How to represent large constant sets?
Posted: Sun Mar 02, 2025 3:34 pm
Hi all,
my libc effort has grown far enough to require me to implement part of Unicode for the wctype functions. The isw* functions are basically just asking if a number is in a set. And I am wondering how to represent those large but eclectic sets I have to carve out of Unicode. How to do it in a way that it doesn't eat overly much memory and can still be queried quickly.
My initial idea is to use run-length encoding. Since we just enumerate a part of the natural numbers, I simply write down how many codepoints are not in the set, starting from 0, then how many are from that point on, and then back to how many are not. Each number is encoded as ULEB128 to allow dense packing without limiting the length. So for the alphabetic characters, the list would start with 65, 26, 5, 26, ... (because the first 65 code points starting from 0 are all not alphabetic, then come 26 that are, then come 5 that aren't, then another 26 that are, and so on).
This is simple and relatively densely packed (I'll check again how big the alphabetic list was, but I think it was 2kB or so), but to query whether a number is in the set, I can only iterate over the list, summing up entries until I exceed the queried number. It's not the worst thing in the world, but I wonder if I can do better.
The obvious alternative is a bit field. But for Unicode, that would be 136kB in size, per category. I could condense it down, since not all planes are equally densely packed, then it would only be 8kB per plane and category. Since of the 17 defined planes, only the first 4 contain alphabetic characters, that would only be 32kB for the alphabetic list. But I am worried about the list of printing characters, since that is most Unicode.
Another question is how to implement case folding. See, my above scheme can also be understood as defining a set in terms of ranges by providing two numbers: The offset of the range (relative to the end of the previous) and the length of the range. I can implement case folding by extending the idea: A casefold range is defined as a triplet: The offset of the range, the length of the range, and the distance between upper case and lower case characters. But again, this means that to casefold a character is to iterate over the whole thing.
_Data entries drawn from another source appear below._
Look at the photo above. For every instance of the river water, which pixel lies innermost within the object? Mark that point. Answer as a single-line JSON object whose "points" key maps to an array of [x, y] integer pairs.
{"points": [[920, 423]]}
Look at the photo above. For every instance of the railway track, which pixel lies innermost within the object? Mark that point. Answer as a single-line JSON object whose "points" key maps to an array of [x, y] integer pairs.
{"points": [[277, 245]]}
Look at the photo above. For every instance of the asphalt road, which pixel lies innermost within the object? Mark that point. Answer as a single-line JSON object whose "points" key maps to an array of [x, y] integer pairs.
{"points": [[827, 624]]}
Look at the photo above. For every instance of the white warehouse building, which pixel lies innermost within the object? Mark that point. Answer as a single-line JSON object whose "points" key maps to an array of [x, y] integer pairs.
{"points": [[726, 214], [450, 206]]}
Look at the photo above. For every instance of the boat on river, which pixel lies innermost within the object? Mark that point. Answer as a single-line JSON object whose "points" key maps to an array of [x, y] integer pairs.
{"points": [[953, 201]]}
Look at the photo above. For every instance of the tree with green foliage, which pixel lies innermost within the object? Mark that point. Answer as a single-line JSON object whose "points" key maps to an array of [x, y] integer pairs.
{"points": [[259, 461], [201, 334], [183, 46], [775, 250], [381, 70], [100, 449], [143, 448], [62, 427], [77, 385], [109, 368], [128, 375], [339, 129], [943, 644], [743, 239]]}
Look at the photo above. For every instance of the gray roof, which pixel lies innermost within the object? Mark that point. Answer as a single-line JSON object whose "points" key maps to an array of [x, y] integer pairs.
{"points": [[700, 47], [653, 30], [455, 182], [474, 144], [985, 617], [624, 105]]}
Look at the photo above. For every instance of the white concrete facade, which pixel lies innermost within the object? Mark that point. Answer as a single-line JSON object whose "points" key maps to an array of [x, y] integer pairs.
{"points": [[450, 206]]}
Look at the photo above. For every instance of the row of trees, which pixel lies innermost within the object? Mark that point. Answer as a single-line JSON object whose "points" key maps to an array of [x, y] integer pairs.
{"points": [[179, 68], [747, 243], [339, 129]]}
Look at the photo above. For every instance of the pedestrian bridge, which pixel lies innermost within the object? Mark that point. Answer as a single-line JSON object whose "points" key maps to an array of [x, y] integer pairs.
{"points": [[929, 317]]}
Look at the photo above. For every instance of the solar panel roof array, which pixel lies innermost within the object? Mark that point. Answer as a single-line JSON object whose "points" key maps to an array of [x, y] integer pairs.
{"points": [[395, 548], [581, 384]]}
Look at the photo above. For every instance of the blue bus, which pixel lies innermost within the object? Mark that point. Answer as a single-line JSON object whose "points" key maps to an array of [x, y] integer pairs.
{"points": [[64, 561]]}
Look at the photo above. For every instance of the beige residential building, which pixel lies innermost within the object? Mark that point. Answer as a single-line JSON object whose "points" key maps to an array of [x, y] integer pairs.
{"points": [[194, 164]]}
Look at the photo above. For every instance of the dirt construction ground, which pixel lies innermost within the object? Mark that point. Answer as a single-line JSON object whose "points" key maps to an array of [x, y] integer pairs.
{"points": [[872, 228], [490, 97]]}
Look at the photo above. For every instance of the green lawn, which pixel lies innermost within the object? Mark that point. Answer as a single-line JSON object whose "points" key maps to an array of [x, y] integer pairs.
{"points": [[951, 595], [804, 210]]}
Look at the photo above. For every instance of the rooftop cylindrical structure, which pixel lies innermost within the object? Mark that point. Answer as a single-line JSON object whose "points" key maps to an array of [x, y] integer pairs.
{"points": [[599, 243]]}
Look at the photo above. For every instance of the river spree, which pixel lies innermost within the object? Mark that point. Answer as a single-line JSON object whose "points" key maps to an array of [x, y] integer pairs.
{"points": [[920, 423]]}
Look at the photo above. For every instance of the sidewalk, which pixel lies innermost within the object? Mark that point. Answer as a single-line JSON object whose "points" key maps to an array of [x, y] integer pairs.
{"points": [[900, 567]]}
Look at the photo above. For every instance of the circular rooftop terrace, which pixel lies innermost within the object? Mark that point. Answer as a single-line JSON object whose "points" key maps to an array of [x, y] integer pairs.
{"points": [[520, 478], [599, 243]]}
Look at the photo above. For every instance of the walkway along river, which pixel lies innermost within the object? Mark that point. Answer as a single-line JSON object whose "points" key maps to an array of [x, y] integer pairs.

Ideas?
my libc effort has grown far enough to require me to implement part of Unicode for the wctype functions. The isw* functions are basically just asking if a number is in a set. And I am wondering how to represent those large but eclectic sets I have to carve out of Unicode. How to do it in a way that it doesn't eat overly much memory and can still be queried quickly.
My initial idea is to use run-length encoding. Since we just enumerate a part of the natural numbers, I simply write down how many codepoints are not in the set, starting from 0, then how many are from that point on, and then back to how many are not. Each number is encoded as ULEB128 to allow dense packing without limiting the length. So for the alphabetic characters, the list would start with 65, 26, 5, 26, ... (because the first 65 code points starting from 0 are all not alphabetic, then come 26 that are, then come 5 that aren't, then another 26 that are, and so on).
This is simple and relatively densely packed (I'll check again how big the alphabetic list was, but I think it was 2kB or so), but to query whether a number is in the set, I can only iterate over the list, summing up entries until I exceed the queried number. It's not the worst thing in the world, but I wonder if I can do better.
The obvious alternative is a bit field. But for Unicode, that would be 136kB in size, per category. I could condense it down, since not all planes are equally densely packed, then it would only be 8kB per plane and category. Since of the 17 defined planes, only the first 4 contain alphabetic characters, that would only be 32kB for the alphabetic list. But I am worried about the list of printing characters, since that is most Unicode.
Another question is how to implement case folding. See, my above scheme can also be understood as defining a set in terms of ranges by providing two numbers: The offset of the range (relative to the end of the previous) and the length of the range. I can implement case folding by extending the idea: A casefold range is defined as a triplet: The offset of the range, the length of the range, and the distance between upper case and lower case characters. But again, this means that to casefold a character is to iterate over the whole thing. Ideas?